Prof. Ong’ondo said the textbooks on health education, agriculture and physical education were currently being issued to students across the country, adding that KICD in collaboration with Ministry of Education officials, were tracking the remaining books, to ensure they are delivered on time.

Prof. Ongo’ondo said the Junior Secondary School rollout had kicked-off smoothly, adding that all the agencies involved were on the ground to address any emerging challenges.

KICD, he said, was monitoring the exercise, announcing that a review shall be conducted in February to assess any additional learning materials required to facilitate smooth transition.

He asked parents who have moved their children to different schools, to notify the respective education offices of the changes, to ensure that every school receives enough books.

Speaking at Migosi Primary School in Kisumu during an inspection of the exercise, Prof. Ong’ondo said capitation for Junior Secondary is expected to hit the accounts of the schools before the end of the week, to ensure a smooth transition.

He cautioned teachers against charging extra levies, asking them to negotiate with parents and agree on how to procure uniforms and other requirements.

Out of the Sh. 15,000 allocated per student, he said Sh. 4, 000 will go towards improving the infrastructure at the learning institutions, cautioning school heads against transferring the burden to parents.

“As we roll-out this program, the government will review the facilities and see whether the allocation needs to be scaled-up,” he said.

The Teachers Service Commission (TSC), he said, was in the process of deploying teachers to Junior Secondary, calling on the respective heads to assess the qualifications and skills of teachers in primary and allow those qualified to assist in the roll-out.

For technical subjects, Prof. Ong’ondo asked school heads to liaise with their Senior Secondary School counterparts, to allow students access laboratories and technical learning, as measures to stabilize the JSS continue.

Kisumu Central Sub-county Director of Education, Charles Angiela, said 29 public and 41 private schools in the area, were cleared to host Junior Secondary Schools.

He added that a total of 4, 888 students in the Sub-county were expected to transition to Junior Secondary, adding that so far 70 percent had reported.

An assessment carried out by his office, he said revealed that over 30 Primary School teachers in the area had acquired masters degrees, with a good number holding Bachelor’s degrees in Education.

This, he said, was a positive indicator, the rollout of Junior Secondary will be successful.

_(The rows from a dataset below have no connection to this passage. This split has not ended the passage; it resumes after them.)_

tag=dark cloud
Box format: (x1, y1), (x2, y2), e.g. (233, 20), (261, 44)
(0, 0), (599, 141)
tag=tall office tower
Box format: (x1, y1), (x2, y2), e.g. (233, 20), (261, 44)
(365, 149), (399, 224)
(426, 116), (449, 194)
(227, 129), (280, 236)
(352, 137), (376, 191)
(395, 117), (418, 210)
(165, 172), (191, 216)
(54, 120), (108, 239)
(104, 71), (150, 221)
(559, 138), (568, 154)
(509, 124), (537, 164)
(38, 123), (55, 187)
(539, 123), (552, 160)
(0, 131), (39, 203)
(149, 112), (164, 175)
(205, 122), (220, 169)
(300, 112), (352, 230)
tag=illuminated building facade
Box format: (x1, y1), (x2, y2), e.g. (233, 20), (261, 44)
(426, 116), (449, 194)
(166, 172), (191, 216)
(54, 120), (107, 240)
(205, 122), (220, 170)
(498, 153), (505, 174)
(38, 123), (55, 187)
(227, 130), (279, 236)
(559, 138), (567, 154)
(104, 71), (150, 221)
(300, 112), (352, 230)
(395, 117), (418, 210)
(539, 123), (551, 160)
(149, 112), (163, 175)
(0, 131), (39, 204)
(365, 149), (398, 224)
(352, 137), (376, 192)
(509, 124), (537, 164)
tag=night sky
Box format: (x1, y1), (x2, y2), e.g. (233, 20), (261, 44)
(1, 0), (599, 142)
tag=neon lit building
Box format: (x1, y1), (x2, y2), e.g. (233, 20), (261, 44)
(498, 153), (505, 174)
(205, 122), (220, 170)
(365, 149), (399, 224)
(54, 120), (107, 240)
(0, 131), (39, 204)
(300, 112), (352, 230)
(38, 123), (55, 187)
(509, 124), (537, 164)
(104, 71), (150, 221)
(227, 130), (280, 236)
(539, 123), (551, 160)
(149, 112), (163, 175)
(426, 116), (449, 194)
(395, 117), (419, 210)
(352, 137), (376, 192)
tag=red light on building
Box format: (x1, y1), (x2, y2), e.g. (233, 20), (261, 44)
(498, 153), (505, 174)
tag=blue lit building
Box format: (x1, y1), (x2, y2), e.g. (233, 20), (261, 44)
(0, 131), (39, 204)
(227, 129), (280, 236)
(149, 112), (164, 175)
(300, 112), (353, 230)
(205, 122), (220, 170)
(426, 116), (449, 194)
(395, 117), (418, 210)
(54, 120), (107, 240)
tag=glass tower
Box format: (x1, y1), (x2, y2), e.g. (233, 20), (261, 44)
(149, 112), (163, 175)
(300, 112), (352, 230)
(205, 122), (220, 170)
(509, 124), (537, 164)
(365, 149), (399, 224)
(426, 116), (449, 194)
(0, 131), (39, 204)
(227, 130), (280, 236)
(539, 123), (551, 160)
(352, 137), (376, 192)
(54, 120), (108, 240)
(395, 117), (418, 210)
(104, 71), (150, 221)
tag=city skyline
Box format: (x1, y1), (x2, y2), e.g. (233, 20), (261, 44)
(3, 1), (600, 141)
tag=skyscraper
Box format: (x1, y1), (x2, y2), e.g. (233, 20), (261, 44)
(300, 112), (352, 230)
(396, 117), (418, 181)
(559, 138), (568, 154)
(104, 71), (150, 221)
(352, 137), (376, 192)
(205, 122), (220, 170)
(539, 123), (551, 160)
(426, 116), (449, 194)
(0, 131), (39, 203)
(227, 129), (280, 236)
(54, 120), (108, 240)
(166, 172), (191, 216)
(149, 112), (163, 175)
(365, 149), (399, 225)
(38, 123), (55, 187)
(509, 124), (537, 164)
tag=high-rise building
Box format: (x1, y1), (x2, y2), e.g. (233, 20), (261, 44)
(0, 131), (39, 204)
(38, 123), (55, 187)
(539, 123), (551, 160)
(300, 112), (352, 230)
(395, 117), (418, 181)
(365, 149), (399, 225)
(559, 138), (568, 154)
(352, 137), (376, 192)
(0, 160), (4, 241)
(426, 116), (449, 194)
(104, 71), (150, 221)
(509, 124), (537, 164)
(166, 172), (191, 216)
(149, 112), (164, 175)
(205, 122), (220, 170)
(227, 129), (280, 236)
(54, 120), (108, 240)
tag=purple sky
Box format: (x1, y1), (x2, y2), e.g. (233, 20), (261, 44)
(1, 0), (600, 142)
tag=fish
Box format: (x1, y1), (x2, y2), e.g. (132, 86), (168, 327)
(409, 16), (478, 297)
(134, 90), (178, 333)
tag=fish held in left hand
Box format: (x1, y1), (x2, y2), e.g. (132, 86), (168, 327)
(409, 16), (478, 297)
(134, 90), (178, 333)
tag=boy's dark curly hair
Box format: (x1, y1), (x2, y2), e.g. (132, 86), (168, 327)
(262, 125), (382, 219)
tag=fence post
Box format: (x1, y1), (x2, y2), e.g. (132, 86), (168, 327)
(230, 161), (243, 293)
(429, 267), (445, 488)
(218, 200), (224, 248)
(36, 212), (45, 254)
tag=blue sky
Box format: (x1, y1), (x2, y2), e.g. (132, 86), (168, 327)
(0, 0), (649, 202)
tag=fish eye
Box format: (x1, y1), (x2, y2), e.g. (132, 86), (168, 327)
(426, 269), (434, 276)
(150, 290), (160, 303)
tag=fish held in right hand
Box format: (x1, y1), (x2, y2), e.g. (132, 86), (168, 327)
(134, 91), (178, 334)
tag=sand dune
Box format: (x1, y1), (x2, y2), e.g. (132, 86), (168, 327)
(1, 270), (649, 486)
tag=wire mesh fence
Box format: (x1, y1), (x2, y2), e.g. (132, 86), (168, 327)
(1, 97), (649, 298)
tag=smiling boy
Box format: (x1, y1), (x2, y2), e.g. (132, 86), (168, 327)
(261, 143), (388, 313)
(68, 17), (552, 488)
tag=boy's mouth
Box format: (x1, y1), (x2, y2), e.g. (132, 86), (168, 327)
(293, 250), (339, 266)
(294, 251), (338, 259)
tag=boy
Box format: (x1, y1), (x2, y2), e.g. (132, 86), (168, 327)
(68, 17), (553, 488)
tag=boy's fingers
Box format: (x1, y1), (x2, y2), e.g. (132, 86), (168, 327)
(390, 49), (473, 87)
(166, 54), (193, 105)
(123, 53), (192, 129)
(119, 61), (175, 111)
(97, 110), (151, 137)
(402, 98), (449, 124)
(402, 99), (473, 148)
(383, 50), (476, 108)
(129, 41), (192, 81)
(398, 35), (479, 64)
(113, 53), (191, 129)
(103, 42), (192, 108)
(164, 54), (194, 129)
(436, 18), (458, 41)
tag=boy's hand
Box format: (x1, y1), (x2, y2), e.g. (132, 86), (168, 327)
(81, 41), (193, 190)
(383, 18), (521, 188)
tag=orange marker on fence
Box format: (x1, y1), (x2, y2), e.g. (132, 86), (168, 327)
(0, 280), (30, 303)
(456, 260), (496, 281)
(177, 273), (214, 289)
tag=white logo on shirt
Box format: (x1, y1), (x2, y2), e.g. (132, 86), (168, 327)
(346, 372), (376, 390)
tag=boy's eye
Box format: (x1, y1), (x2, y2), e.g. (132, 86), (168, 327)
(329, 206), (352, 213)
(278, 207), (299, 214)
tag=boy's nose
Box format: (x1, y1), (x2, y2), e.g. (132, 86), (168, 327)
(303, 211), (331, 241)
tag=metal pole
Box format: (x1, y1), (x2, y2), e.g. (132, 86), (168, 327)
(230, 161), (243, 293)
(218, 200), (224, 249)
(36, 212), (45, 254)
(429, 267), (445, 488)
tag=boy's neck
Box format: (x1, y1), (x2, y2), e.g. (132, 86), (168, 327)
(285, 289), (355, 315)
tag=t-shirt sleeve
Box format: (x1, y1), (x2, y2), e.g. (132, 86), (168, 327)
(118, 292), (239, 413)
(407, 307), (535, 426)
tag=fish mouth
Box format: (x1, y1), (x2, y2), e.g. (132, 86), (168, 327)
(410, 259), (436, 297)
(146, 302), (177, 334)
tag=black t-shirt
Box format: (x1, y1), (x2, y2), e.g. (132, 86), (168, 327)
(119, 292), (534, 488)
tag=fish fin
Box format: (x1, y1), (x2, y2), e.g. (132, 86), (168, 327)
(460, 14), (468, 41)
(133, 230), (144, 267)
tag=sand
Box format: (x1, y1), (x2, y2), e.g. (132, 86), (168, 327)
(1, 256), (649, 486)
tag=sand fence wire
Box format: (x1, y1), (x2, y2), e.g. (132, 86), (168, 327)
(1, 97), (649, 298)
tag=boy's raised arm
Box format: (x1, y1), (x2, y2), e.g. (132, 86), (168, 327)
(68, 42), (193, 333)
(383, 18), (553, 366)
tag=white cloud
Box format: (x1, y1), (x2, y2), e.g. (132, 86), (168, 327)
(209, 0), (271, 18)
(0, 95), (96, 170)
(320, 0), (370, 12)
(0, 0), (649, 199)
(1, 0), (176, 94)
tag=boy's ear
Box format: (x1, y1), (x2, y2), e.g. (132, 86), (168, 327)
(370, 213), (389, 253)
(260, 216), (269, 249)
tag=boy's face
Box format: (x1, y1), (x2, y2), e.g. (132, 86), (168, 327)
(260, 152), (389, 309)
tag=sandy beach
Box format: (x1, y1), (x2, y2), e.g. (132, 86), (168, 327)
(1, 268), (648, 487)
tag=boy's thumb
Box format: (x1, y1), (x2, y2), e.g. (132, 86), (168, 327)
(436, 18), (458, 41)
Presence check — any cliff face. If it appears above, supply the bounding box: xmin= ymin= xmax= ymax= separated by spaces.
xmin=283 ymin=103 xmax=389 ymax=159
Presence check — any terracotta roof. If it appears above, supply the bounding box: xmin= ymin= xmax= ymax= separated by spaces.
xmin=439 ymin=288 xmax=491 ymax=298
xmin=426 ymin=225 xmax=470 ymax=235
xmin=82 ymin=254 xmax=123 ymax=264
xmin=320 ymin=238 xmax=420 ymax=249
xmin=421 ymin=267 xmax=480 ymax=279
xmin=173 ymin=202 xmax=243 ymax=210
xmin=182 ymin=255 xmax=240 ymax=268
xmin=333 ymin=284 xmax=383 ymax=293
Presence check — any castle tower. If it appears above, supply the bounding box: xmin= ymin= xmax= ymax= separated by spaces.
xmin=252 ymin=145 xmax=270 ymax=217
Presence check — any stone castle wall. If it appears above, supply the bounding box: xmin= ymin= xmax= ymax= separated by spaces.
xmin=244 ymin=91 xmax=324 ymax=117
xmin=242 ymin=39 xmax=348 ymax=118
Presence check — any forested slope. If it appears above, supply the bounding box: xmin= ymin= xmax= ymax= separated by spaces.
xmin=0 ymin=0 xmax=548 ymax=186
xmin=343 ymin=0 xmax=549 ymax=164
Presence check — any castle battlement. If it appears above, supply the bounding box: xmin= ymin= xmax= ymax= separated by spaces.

“We are going to take stock of teachers at all the schools next week, to identify where there are gaps, so that we deploy,” he said.

Migosi Primary School Head Teacher, Roseline Gwada, said out of the 350 students expected to join JSS, 319 had already reported.

“The others are joining us from other institutions and we expect to have them in school before the end of the week,” she said.

At Rabuor Primary School in Nyando Sub-county, 146 students out of the expected 200 have reported, as the school grapples with fixing dilapidated infrastructure.

Head Teacher, Dickson Awuor, said three classrooms have been set aside for JSS, adding that the school management will sit down with parents, to see how best to address the existing challenges including desks and chairs.